Please turn in the exam to D2L and include both the R Markdown code and either a Word or PDF file. Please verify that all of the code has compiled and the graphics look like you think they should on your Word or PDF file. If you are having issues with the Word file contorting your images, you may submit the image files directly to D2L as well.

While the exam is open book, meaning you are free to use any resources from class, this is strictly an individual endeavor. Discussing the problems with anyone outside the course instructor is a violation of the MSU student conduct code. The instructor will answer questions related to expectations or understanding of the exam, but will not fix or troubleshoot broken code.

1. (18 points)

The Rubik’s cube was a popular game in the 1980’s which players attempt to match colors on the six sides of a cube. To win the game, a player must have a single color on each side of the cube. For additional details see the wikipedia page: https://en.wikipedia.org/wiki/Rubiks_Cube.

Write a function that:

Verify your function by testing it on the following arrays. Each call should either return ‘This cube is a completed Rubik’s cube’, ‘Try Again: cube is not a completed Rubik’s cube’, or an error. For full credit errors must be returned for all improper inputs. Even if you cannot complete the entire problem, include the code you have for consideration of partial credit.
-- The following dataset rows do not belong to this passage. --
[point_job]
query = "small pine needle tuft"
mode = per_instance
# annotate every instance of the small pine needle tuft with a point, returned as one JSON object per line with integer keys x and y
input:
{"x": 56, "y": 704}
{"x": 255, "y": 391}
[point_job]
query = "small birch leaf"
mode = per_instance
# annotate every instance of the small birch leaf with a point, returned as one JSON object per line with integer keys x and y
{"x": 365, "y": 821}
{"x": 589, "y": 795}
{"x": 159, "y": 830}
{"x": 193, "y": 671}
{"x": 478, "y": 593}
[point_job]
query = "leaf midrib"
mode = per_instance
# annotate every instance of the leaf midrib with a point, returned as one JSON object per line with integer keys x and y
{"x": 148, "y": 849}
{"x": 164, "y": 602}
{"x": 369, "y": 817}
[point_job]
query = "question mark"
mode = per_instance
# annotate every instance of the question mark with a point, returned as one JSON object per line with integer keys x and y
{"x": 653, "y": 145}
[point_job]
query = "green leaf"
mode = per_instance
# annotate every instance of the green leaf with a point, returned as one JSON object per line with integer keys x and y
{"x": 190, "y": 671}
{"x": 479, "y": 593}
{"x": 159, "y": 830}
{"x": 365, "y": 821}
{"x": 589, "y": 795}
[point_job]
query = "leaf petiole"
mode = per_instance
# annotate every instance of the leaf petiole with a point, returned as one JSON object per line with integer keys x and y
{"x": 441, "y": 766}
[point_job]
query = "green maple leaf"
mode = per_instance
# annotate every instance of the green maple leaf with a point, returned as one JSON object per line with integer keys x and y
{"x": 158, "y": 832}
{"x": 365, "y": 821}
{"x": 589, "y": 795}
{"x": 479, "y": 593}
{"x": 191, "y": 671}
RubiksCube <- function(cube) {
  # function takes a 3x3x6 array of colors and determines if a proper Rubik's cube with 9 (3x3) elements of each of 6 colors (red, green, yellow, blue, white, orange) has been entered
  # ARGS: cube - a 3x3x6 array of character value of colors
  # RETURNS: message indicating that the array is either a complete cube or error indicating there is the array is not a complete cube
  
  # Verify correct dimensions
  if (!all( dim(cube)[1] == 3 & dim(cube)[2] == 3 & dim(cube)[3] == 6)) { 
    stop('incorrect dimensions')
  }

  # Verify cube contains character strings
  if (!typeof(cube) == "character") {
    stop("values are not character strings")
  }
  
  # verify all colors are present 
  if (! sum(unique(as.character(cube)) %in% c('blue','green','orange','red','white','yellow')) == 6){ 
    stop('all 6 required colors are not present')
  }
  
  # verify all colors show up 9 times
  if (!all(aggregate(rep(1,3*3*6),list(as.character(cube)),sum)[,2] == 9)){
    return("try again: cube is not a completed Rubik's cube")
  }

    # verify that each color shows up once per side
  num.unique.per.side <- rep(0,6)
  for (i in 1:6){
    num.unique.per.side[i] <- length(unique(as.character(cube[,,i])))
  }
  
  if (all(num.unique.per.side == 1)){
    return("This cube is a completed Rubik's cube")
  } else {
    return("try again: cube is not a completed Rubik's cube")
  }
}
array1 <- array('red', dim=c(3,3,6))

array2 <- array(1:6, dim=c(3,3,6))

array3 <- array(c('red','blue','green','yellow','white','orange'), dim=c(3,3,6))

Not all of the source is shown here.